Option 2: use a separate transcript page per episode
This is a good fit if you want your episode page to stay short and scannable.
The flow looks like this:
- Your episode page has the player, description, and a short “Transcript” section with a link.
- Your transcript page is just the transcript (and maybe a link back to the episode).
This also makes it easier to reuse the transcript elsewhere (for example: a “Resources mentioned” page, a newsletter, or a knowledge base post), without cramming everything onto the episode page.
Where to add the transcript link
Put the link immediately after the player (or right under the episode description). That matches common accessibility guidance and makes it easy to find. See: Accessible Podcasts.
For Transistor.fm + WordPress: use TransistorWP to pull the transcript in
If your podcast is hosted on Transistor.fm and your site is on WordPress, TransistorWP can display the episode transcript right under your embedded player.
The key thing to know is this:
- TransistorWP does not create the transcript. It displays a transcript that already exists for that episode in Transistor.
So your workflow looks like:
- Add or generate the transcript in Transistor.
- Embed the episode in WordPress using the TransistorWP Single Episode Embed block.
- Toggle on Display Transcript.
Step 1: add a transcript in Transistor.fm
In your Transistor dashboard, open the episode and add a transcript.
Transistor has a help doc for this here: How to add transcripts to your podcast episodes.
If you are using Transistor’s AI transcription, this is worth reading too: How AI Transcription works.
Step 2: install TransistorWP and connect your account
If you are brand new to TransistorWP, start here: Getting Started with TransistorWP.
Once TransistorWP is installed and connected (license + API key), you are ready.
Step 3: add a Single Episode Embed block
In WordPress, open the post or page where you want your episode and transcript.
- Add the TransistorWP Single Episode Embed block.
- Select your show.
- Select the episode.
If you want a walkthrough of the block settings, the doc is here: How to Use the Single Episode Embed Block.
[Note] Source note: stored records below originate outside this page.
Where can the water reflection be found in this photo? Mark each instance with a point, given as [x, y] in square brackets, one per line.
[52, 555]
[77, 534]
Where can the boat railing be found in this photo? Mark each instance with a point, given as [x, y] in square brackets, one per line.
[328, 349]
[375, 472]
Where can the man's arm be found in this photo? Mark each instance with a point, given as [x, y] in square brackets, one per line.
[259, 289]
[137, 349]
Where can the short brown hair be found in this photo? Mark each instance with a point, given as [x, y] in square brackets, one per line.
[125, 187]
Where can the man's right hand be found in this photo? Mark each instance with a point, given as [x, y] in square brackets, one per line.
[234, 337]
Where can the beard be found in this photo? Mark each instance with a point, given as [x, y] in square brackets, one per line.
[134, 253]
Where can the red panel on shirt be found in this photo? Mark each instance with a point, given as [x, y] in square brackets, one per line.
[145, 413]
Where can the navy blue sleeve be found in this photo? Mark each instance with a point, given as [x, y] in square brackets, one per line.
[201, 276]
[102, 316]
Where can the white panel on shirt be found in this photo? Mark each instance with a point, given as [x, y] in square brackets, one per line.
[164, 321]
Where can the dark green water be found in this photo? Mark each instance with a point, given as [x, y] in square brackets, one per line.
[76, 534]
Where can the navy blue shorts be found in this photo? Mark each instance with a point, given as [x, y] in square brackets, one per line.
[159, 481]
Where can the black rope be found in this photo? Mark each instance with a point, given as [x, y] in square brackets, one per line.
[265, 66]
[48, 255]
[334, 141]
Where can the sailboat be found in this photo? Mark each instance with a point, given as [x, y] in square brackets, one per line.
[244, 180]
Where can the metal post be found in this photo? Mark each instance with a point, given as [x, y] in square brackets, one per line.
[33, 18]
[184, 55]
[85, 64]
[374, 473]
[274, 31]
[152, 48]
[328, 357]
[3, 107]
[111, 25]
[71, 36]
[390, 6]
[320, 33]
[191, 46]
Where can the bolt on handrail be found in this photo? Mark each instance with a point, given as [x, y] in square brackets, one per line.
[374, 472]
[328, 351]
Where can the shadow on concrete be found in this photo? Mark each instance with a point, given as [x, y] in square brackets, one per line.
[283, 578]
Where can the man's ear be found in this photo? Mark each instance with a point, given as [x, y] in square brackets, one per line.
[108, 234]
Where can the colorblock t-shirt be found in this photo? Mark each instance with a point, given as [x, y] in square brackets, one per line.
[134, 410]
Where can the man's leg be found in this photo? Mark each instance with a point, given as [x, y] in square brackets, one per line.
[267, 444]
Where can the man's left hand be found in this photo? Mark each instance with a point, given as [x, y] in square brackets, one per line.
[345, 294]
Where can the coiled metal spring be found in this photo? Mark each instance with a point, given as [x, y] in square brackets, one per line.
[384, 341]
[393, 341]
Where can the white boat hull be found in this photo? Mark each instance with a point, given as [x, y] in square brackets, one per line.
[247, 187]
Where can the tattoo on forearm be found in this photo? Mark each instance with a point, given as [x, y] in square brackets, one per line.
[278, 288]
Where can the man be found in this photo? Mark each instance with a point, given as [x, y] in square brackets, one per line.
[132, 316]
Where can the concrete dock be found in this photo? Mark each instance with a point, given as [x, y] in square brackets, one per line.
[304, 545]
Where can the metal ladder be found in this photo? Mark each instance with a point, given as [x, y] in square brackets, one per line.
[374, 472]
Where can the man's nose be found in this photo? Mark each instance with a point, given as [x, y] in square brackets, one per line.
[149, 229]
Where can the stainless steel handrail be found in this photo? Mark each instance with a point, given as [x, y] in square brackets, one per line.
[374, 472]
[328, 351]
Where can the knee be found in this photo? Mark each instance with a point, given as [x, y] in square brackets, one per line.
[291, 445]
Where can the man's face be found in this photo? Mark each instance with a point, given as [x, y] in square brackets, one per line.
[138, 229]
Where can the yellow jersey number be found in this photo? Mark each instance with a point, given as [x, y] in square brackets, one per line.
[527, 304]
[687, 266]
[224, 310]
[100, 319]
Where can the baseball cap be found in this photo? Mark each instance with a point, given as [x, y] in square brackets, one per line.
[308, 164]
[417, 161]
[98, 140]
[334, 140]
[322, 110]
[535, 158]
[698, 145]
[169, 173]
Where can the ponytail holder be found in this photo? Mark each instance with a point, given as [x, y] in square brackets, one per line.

Step 4: toggle on “Display Transcript”
In the block settings, turn on Display Transcript.
On the front end, TransistorWP shows the transcript in a collapsible section labeled “View Full Transcript”, which keeps the page from feeling ridiculously long.
Step 5: publish and test the page
Update the page, then view it on the front end.
Click “View Full Transcript” and confirm the transcript content is there.
Common issues (and quick fixes)
“I turned it on, but no transcript shows up”
Usually it is one of these:
- That episode does not have a transcript in Transistor yet. Add it, then refresh your WordPress page.
- You embedded the wrong episode. Double-check the selected episode in the block.
- Caching is involved. If you are using a cache plugin or a host-level cache, purge it and refresh.
If you are stuck, this is the fastest next stop: TransistorWP Troubleshooting and FAQ.
Should I put the transcript on every episode?
If you can, yes.
But if you are trying to be practical (and you should be), start here:
- Your top 10 episodes
- Your most evergreen episodes (the ones new listeners find via search)
- Any episode where you teach something tactical
A simple recommendation
- If you want the best “works everywhere” setup: put the transcript on the episode page.
- If you want your episode page to stay short: use a separate transcript page per episode and link to it under the player.
- If your show is on Transistor.fm and you want the cleanest workflow inside the Block Editor: use TransistorWP’s Single Episode Embed block and turn on Display Transcript.